Happy Valentines, Bento: It Gets Better – Part 2

(In part 1, I offer my hypothesis: that the philosopher Spinoza, a lifelong confirmed bachelor, did not live single because he lacked opportunity, was unlucky in love or was asexual. He was gay. I review what is known for certain about his life and relationships.)

(In part 3, I reveal how we can read between the lines of correspondence to see that Spinoza likely had a romantic relationship with Simon de Vries, a friend and fawning generous admirer, and how that relationship may have directed some of Spinoza’s behaviors.)

(In part 4, I disprove one myth about Spinoza and offer a theory of my own, however unlikely it may be.)

Baruch (Bento, as I prefer) Spinoza thought a great deal about emotions. He respected them in the way someone who spends a lot of time outdoors respects thunderstorms or black bears — a powerful, awe-inspiring force that can wreak great damage before you know what hit you. And like storms and bears, he believed they couldn’t be controlled. They could, however, be understood. In fact, he said, to do so was the only way to obtain any sort of freedom in a world that he viewed as devoid of free will.

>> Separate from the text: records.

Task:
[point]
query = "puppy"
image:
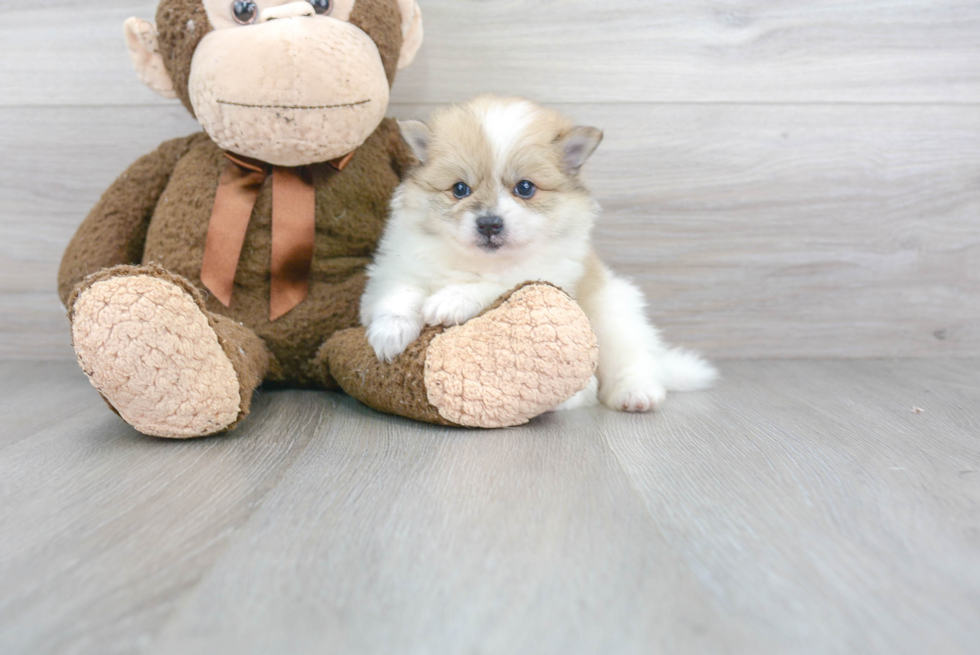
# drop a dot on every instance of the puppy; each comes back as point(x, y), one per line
point(497, 200)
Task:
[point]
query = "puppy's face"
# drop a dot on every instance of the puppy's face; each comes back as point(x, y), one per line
point(500, 175)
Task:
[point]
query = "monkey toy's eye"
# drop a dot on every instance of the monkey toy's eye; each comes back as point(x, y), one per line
point(244, 11)
point(525, 189)
point(461, 190)
point(322, 7)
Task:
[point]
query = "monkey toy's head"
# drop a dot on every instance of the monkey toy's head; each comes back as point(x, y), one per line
point(288, 82)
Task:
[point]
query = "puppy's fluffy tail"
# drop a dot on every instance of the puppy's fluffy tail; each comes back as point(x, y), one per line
point(684, 370)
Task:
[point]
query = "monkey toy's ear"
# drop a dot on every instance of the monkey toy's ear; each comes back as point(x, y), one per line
point(411, 31)
point(141, 39)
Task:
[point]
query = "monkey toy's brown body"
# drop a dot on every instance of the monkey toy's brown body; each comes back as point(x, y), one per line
point(176, 361)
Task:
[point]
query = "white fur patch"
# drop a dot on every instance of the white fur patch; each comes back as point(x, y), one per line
point(504, 124)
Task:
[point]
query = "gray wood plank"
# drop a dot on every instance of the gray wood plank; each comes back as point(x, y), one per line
point(102, 531)
point(65, 52)
point(800, 507)
point(754, 230)
point(35, 395)
point(390, 536)
point(803, 489)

What Spinoza writes about emotion is quite fascinating. Understand, first, that his writing style is, well, dense. He writes like he’s composing a geometry textbook, not a philosophy masterwork. Even so, many of the observations he makes on emotions are quite prescient. Doubly so when you consider that this was written by someone who (supposedly) never had any romantic entanglements. Read it, and you start to wonder how he came to know so much about matters of the heart.

What do I mean? Let’s dig in.

The very essence of a man

In typical Spinoza fashion, Book 3 of Ethics begins with a maddening labyrinth of definitions, propositions and corollaries — most of which, you’ll be glad to know, aren’t necessary for the purposes of this post. Important to this discussion, he distinguishes between adequate ideas (ideas that are formed with the benefit of enough correct information) and inadequate ideas (ideas formed on the basis of misinformation, superstition, emotion rather than reason, etc.). In other words, inadequate ideas are irrational; adequate ideas are rational.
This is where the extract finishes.